The United Nations has launched a $1 billion appeal on Thursday to assist around five million of Turkey’s devastating earthquake survivors.

Questioned about why the appeal for Turkey is targeted at only 5.2 million people, despite more than 15 million were affected by the tremors, UN spokesperson Stephane Dujarric said the campaign was designed in close cooperation with Turkish government.

“This is the number they came up with for the focus on people who need the most humanitarian aid, most quickly, and where the UN can be most effective,” he said, Associated Press reported on Friday.

Earlier this week, the UN also started a $397 million appeal to help around five million Syrians across the border in the rebel-held north-west, AP said.

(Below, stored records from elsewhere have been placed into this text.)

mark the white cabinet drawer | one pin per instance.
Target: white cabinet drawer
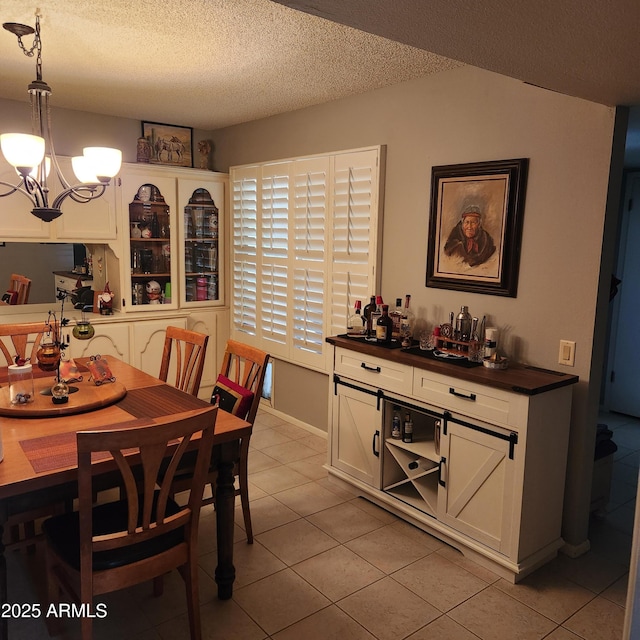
(479, 401)
(377, 372)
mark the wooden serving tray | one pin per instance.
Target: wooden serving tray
(87, 398)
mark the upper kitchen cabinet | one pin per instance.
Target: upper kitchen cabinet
(94, 221)
(201, 224)
(149, 237)
(171, 226)
(87, 222)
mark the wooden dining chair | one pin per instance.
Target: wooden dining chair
(21, 340)
(238, 390)
(185, 350)
(142, 536)
(22, 286)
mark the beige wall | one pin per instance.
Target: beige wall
(470, 115)
(464, 115)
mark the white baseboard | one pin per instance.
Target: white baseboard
(267, 408)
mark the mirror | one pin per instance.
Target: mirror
(38, 261)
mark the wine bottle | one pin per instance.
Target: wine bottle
(384, 326)
(407, 322)
(368, 310)
(155, 226)
(396, 424)
(376, 313)
(396, 317)
(354, 321)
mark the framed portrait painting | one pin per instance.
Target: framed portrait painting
(169, 144)
(475, 226)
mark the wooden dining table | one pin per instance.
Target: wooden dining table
(39, 467)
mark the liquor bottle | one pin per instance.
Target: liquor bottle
(376, 313)
(396, 317)
(384, 326)
(463, 324)
(407, 428)
(407, 322)
(354, 321)
(155, 226)
(396, 424)
(368, 310)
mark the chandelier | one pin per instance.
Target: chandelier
(33, 156)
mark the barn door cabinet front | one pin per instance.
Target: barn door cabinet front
(486, 466)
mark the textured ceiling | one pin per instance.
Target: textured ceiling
(200, 63)
(212, 63)
(584, 48)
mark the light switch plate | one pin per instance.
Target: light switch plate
(567, 353)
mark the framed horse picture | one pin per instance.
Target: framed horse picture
(170, 144)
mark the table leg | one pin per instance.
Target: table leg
(4, 631)
(225, 504)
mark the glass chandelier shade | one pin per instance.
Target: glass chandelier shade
(33, 155)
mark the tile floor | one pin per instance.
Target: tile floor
(328, 565)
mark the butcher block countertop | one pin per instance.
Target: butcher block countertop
(518, 378)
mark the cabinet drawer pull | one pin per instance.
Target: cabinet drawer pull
(376, 449)
(441, 482)
(471, 396)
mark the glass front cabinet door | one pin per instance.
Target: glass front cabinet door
(201, 205)
(149, 205)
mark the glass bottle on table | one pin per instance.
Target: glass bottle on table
(376, 313)
(407, 322)
(407, 428)
(396, 315)
(354, 321)
(367, 311)
(384, 326)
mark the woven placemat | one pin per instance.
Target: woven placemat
(58, 451)
(157, 401)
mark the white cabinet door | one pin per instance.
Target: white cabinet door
(91, 221)
(355, 437)
(477, 483)
(148, 344)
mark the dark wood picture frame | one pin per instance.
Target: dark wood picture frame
(475, 226)
(170, 144)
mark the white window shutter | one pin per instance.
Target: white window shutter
(244, 251)
(273, 312)
(355, 224)
(305, 248)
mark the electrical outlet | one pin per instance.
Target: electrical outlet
(567, 353)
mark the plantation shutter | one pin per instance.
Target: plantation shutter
(244, 253)
(305, 248)
(310, 214)
(354, 233)
(274, 237)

Dujarric also was asked why the appeal for Turkey is two and a half times larger than the one for Syria to help almost the same number of people.

Part of the reason was that “there is already a well-established humanitarian community which has been working in Syria” and that before the tremor there was a $4.8 billion humanitarian appeal for the war-torn country for 2023, Dujarric said.

“So there’s already a humanitarian pot of money that exists for Syria, which did not exist for Turkey,” Dujarric added.

Both appeals are for emergency funds for the next three months, and will be followed by fresh appeals for longer-term help, AP said.

While announcing the appeal for Turkey, UN Secretary General Antonio Guterres urged international community to step up and fully fund this “critical effort in response to one of the biggest natural disasters of our times”.

This will allow aid groups to rapidly scale up support for government-led relief efforts, including providing food, protection, education, water and shelter to survivors, the UN chief said.

“The needs are enormous, people are suffering and there’s no time to lose,” he said.